Deed in lieu of foreclosure
Deed in lieu of foreclosure allows the mortgagor to convey the deed in exchange for release of the debt—i.e., in order to avoid a foreclosure sale.
Equity of redemption: clogging
Clogging is creating terms that frustrate the borrower’s exercise of equity of redemption.
Courts are skeptical of clogging provisions—e.g., a waiver clause in the mortgage.
But a mortgagor may waive the right to redeem in exchange for good and valuable consideration after the mortgage has been executed.
Priority: exceptions to the first-in-time rule
(1) Purchase money mortgages:
They have priority over mortgages and liens that occur prior to the mortgagor’s purchase of the property;
(2) Recording acts:
A junior mortgage that satisfies a recording act may take priority over an unrecorded senior mortgage;
(3) Subordination by agreement.
Priority: mortgage modifications
A senior mortgagee who enters into an agreement with the mortgagor to modify the mortgage or the obligation it secures subordinates her interest to a junior mortgagee’s interest to the extent that the modification is materially prejudicial to the junior mortgagee’s interest.
A modification is materially prejudicial to a junior interest if it increases the interest rate or principal amount of the mortgage.
Statutory right of redemption
The statutory right of redemption allows a mortgagor additional time to reclaim the property—by compensating the party who purchased the property at a foreclosure sale.

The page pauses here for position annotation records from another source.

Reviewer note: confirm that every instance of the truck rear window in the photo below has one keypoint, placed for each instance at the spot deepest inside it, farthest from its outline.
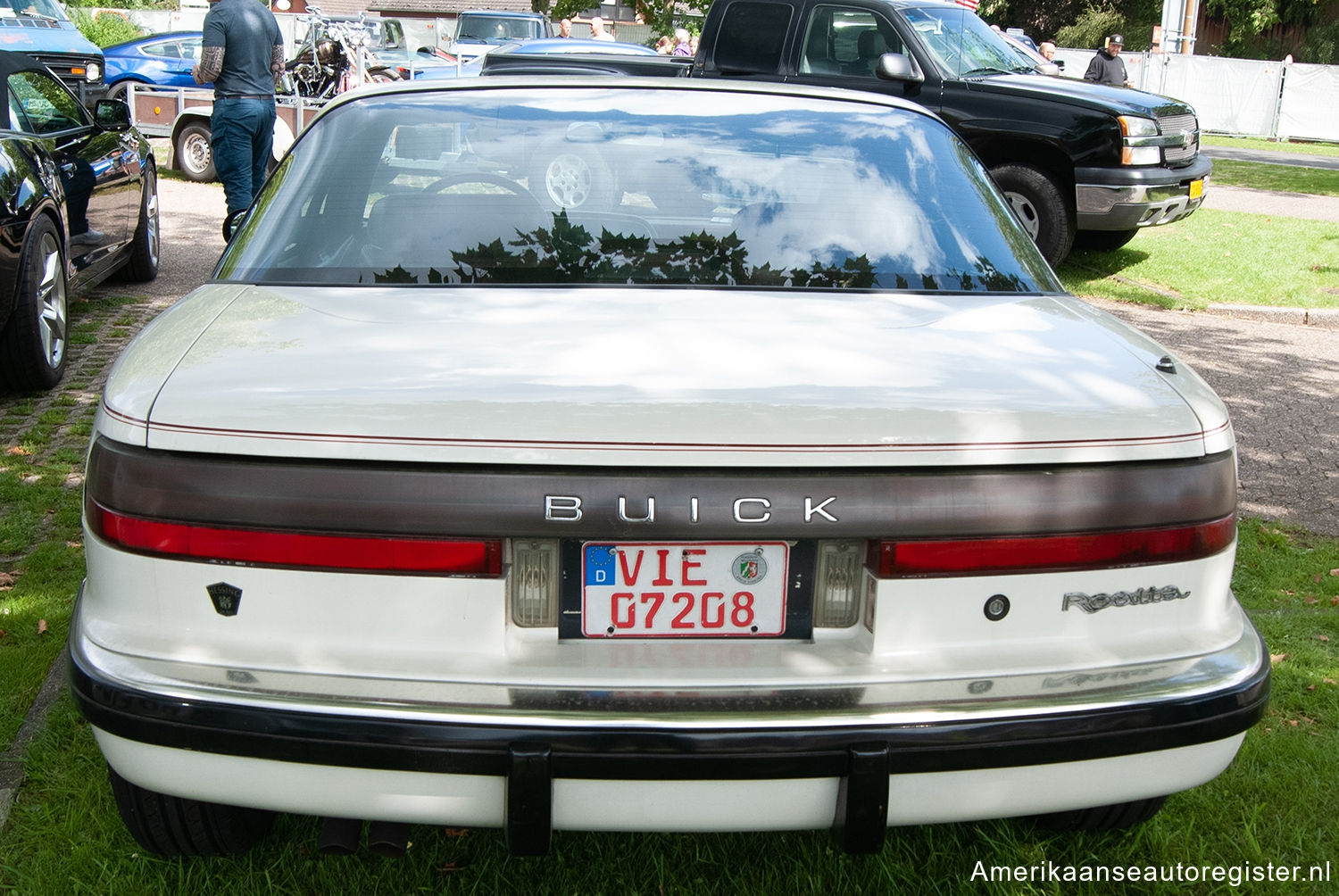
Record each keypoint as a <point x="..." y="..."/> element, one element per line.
<point x="752" y="37"/>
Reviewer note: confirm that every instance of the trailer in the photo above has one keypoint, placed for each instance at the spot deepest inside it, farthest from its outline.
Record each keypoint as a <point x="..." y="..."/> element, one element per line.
<point x="181" y="114"/>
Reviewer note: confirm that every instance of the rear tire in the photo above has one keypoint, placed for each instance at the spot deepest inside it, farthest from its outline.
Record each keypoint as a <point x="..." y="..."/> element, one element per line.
<point x="179" y="826"/>
<point x="1114" y="817"/>
<point x="1039" y="206"/>
<point x="193" y="155"/>
<point x="142" y="262"/>
<point x="1103" y="240"/>
<point x="34" y="340"/>
<point x="575" y="178"/>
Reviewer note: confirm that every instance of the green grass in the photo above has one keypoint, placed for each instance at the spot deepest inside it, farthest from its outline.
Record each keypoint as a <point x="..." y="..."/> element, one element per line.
<point x="1275" y="804"/>
<point x="1216" y="257"/>
<point x="43" y="439"/>
<point x="1285" y="178"/>
<point x="1277" y="146"/>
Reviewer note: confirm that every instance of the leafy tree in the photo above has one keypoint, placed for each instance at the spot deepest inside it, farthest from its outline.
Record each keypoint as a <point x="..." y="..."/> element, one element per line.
<point x="104" y="29"/>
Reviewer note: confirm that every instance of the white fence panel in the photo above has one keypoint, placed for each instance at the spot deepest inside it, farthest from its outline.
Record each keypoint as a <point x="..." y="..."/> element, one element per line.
<point x="1229" y="95"/>
<point x="1310" y="99"/>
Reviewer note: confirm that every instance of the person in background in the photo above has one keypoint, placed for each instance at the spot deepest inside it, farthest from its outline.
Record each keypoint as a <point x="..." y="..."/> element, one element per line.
<point x="1108" y="67"/>
<point x="243" y="54"/>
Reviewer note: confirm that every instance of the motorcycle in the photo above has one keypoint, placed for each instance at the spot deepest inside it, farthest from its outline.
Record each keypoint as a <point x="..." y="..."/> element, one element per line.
<point x="334" y="58"/>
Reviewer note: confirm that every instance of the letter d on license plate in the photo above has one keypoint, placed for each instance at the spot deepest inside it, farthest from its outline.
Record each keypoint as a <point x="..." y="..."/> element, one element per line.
<point x="699" y="590"/>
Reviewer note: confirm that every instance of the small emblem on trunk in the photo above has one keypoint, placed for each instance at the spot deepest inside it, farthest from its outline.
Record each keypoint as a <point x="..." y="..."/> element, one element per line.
<point x="1137" y="598"/>
<point x="227" y="598"/>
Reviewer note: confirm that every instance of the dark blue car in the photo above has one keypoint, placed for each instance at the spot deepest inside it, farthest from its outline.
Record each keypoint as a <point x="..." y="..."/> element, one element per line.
<point x="158" y="59"/>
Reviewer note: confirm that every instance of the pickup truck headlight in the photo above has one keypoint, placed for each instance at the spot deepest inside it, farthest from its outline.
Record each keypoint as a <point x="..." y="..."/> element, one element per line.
<point x="1140" y="144"/>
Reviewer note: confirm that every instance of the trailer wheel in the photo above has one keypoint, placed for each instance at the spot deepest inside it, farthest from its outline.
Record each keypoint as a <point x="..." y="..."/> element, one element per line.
<point x="193" y="155"/>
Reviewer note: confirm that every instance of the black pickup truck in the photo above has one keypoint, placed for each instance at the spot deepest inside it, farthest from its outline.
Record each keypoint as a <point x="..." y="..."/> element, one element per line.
<point x="1081" y="163"/>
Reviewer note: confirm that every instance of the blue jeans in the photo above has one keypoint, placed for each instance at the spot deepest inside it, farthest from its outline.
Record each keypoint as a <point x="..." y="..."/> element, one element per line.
<point x="241" y="138"/>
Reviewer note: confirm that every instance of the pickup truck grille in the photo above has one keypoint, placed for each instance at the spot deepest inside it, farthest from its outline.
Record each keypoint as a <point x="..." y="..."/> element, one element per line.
<point x="1176" y="125"/>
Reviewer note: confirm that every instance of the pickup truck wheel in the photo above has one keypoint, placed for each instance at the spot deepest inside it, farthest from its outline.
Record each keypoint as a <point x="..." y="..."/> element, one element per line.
<point x="1103" y="240"/>
<point x="142" y="262"/>
<point x="1114" y="817"/>
<point x="568" y="178"/>
<point x="195" y="157"/>
<point x="179" y="826"/>
<point x="1039" y="205"/>
<point x="32" y="343"/>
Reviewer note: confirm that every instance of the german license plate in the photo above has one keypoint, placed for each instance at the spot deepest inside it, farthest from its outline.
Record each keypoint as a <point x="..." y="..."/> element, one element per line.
<point x="679" y="590"/>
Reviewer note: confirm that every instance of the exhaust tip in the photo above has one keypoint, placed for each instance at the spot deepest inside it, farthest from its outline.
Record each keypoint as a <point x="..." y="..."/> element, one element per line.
<point x="339" y="836"/>
<point x="388" y="839"/>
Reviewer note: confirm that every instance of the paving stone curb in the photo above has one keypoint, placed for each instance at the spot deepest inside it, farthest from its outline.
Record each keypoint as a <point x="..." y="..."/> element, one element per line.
<point x="1327" y="318"/>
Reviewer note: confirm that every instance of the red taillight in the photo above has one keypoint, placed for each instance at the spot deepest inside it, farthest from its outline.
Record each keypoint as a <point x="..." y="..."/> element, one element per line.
<point x="367" y="553"/>
<point x="1015" y="555"/>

Doctrine of marshaling of assets
Upon foreclosure of a senior obligation, junior interests may petition the court for protection of their interests.
Under the doctrine, the holder of a senior security interest must:
(1) before proceeding against property on which the junior interest was more remotely created,
(2) first proceed against the property on which there are not any junior security interests, and
(3) then against the property on which the junior interest was more recently created.
Purchaser of a foreclosed property
The purchaser takes the property free and clear of any junior mortgage but subject to any senior mortgage.
Priority: seller-financed purchase money mortgage
A seller-financed purchase money mortgage generally takes precedence over a third-party purchase money mortgage.
Proceeds
Although a mortgagee may bring a foreclosure action whenever a mortgage obligation is in default,
the mortgagee is only entitled to collect the amount of the obligation that is currently due and owing,
unless the mortgage contains an acceleration clause.